Nel corso del suo racconto, J-Ax è tornato con la mente a quando lui e Dj Jad decisero di prendere strade diverse. L'artista venne aspramente criticato dai colleghi e dai fan per aver messo fine agli Articolo 31: ‘‘Avevamo bisogno di prendere strade diverse, ma da lì in poi la scena rap ha iniziato a darmi del venduto. Tutti i rapper di quella generazione lì sono falliti. Riuscire a fare delle hit uscendo dal mio genere mi ha salvato la carriera".

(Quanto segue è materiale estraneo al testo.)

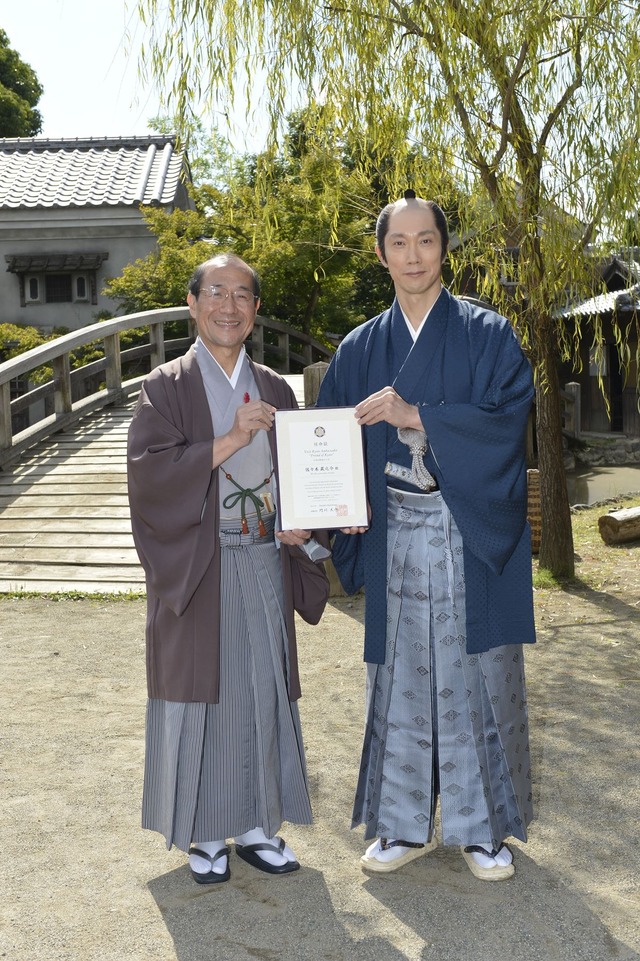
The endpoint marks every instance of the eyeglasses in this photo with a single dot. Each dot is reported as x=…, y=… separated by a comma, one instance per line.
x=240, y=297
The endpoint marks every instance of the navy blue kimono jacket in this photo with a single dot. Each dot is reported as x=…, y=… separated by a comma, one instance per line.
x=474, y=387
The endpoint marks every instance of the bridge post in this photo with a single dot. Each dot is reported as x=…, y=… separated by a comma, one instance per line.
x=313, y=376
x=114, y=366
x=156, y=341
x=6, y=433
x=62, y=402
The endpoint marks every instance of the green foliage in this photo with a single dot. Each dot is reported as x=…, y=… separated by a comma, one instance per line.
x=20, y=91
x=308, y=235
x=535, y=119
x=15, y=340
x=532, y=113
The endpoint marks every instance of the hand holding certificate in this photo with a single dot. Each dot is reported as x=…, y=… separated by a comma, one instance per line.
x=321, y=467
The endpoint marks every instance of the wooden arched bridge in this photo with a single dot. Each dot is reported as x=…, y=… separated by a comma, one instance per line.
x=64, y=516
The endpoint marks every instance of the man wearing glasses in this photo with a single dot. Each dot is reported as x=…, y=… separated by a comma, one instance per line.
x=224, y=754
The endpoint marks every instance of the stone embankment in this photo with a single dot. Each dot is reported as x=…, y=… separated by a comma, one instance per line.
x=606, y=452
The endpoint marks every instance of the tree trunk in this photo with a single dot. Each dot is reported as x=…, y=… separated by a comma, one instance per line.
x=556, y=541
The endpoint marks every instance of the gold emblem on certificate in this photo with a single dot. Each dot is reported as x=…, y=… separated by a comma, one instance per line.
x=321, y=465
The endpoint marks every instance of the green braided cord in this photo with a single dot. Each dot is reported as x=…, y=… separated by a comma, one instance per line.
x=232, y=499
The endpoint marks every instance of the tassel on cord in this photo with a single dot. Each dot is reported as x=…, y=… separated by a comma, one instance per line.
x=241, y=496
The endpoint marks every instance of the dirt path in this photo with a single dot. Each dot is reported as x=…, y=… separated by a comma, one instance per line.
x=81, y=881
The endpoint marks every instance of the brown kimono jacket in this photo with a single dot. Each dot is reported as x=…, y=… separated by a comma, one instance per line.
x=173, y=495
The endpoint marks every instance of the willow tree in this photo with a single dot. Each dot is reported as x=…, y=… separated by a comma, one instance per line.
x=533, y=107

Infine, ha parlato della sua esperienza come giudice nei talent. All'inizio gli proposero X Factor, ma lui decise di rifiutare perché aveva l'impressione che chiamassero solo gli artisti ormai sul viale del tramonto. Poi, arrivò la proposta di The Voice:
"Accettai perché mia moglie guardava la versione americana e mi piaceva. Il mio manager sparò una cifra alta pensando che rifiutassero, e invece accettarono. È stata una grande esperienza. Poi non fui d'accordo con delle scelte della produzione e me ne andai sbattendo la porta, ma col senno di poi li devo ringraziare perché fu indubbiamente una svolta nella mia carriera. Imparai che potevo commuovermi davanti a tutti e non avrebbero riso di me. Non c'è più il personaggio J-Ax. Sono sicuro della mia sessualità e anche se mi commuovo in tv, non me ne frega un caz**".